O Bahia também foi um dos navios palco para a Revolta da Chibata, em 1910, quando marinheiros se rebelaram contra a prática de castigos físicos ainda presente na marinha brasileira de então. O estopim foi quando um marinheiro foi sentenciado ao açoite, na frente de seus companheiros, mesmo após a abolição da prática pela lei. O número de açoites foi completado mesmo após o desmaio do marinheiro.

Como escreveu o sociólogo João Roberto Martins Filho, na obra A Marinha Brasileira na Era dos Encouraçados, a Revolta da Chibata é um evento importantíssimo. Dentre vários motivos, ela explicitou a contradição do Brasil. Um país que buscava ser reconhecido como potência modernizante, encomendando navios de ponta, ao mesmo tempo em que mantinha heranças escravocratas, instituições arcaicas e um abismo social.

Infelizmente, uma descrição que ainda possui alguma validade, mesmo mais de cem anos depois. Posteriormente, o cruzador participou do esforço de guerra brasileiro em ambos os conflitos mundiais, patrulhando o Atlântico e escoltando comboios. Em 1944, chegou à escoltar parte do contingente da FEB rumo à Itália. Finalmente, em julho de 1945, foi perdido em um acidente.

Em um treinamento de tiro, um disparo do navio acertou acidentalmente as cargas de profundidade na popa, algo possível somente devido uma falha da adaptação feita para o conflito. O navio afundou em alguns minutos. Os trinta e seis sobreviventes, cerca de um décimo da tripulação, ficaram quatro dias no mar, em jangadas improvisadas, sem comida e sob o sol, resgatados apenas no dia 8 de julho.

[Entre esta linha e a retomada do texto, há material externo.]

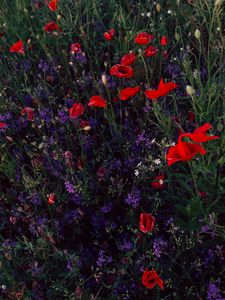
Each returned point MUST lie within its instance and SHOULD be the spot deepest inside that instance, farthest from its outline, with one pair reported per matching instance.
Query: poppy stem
(193, 177)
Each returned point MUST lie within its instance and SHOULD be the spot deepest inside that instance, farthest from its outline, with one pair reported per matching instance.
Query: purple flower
(69, 187)
(46, 115)
(159, 247)
(63, 116)
(106, 208)
(213, 292)
(103, 259)
(133, 199)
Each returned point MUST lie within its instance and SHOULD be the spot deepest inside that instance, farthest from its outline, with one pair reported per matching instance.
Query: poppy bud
(197, 34)
(190, 90)
(158, 7)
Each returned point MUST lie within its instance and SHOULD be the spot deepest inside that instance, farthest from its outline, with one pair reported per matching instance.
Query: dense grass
(88, 245)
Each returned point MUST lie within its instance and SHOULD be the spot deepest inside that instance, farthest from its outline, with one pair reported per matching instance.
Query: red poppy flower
(18, 47)
(97, 101)
(52, 5)
(143, 38)
(122, 71)
(109, 35)
(29, 112)
(76, 110)
(85, 125)
(151, 51)
(150, 279)
(146, 222)
(199, 134)
(128, 92)
(74, 48)
(163, 90)
(128, 59)
(202, 194)
(51, 199)
(51, 26)
(163, 41)
(158, 182)
(165, 54)
(2, 125)
(183, 151)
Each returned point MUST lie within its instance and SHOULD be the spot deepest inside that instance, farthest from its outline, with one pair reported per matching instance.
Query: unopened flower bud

Durante anos existiu a hipótese de que um dos dois submarinos alemães que se renderam na Argentina, meses depois do fim do conflito na Europa, poderiam ter torpedeado o Bahia. Essa hipótese já foi descartada, confirmando o acidente em treinamento. Alguns ainda acreditam nisso, pelo apelo da teoria da conspiração, mas, como quase sempre, inclusive no caso do Bahia, a História é muito mais apetitosa e simbólica do que a fantasia.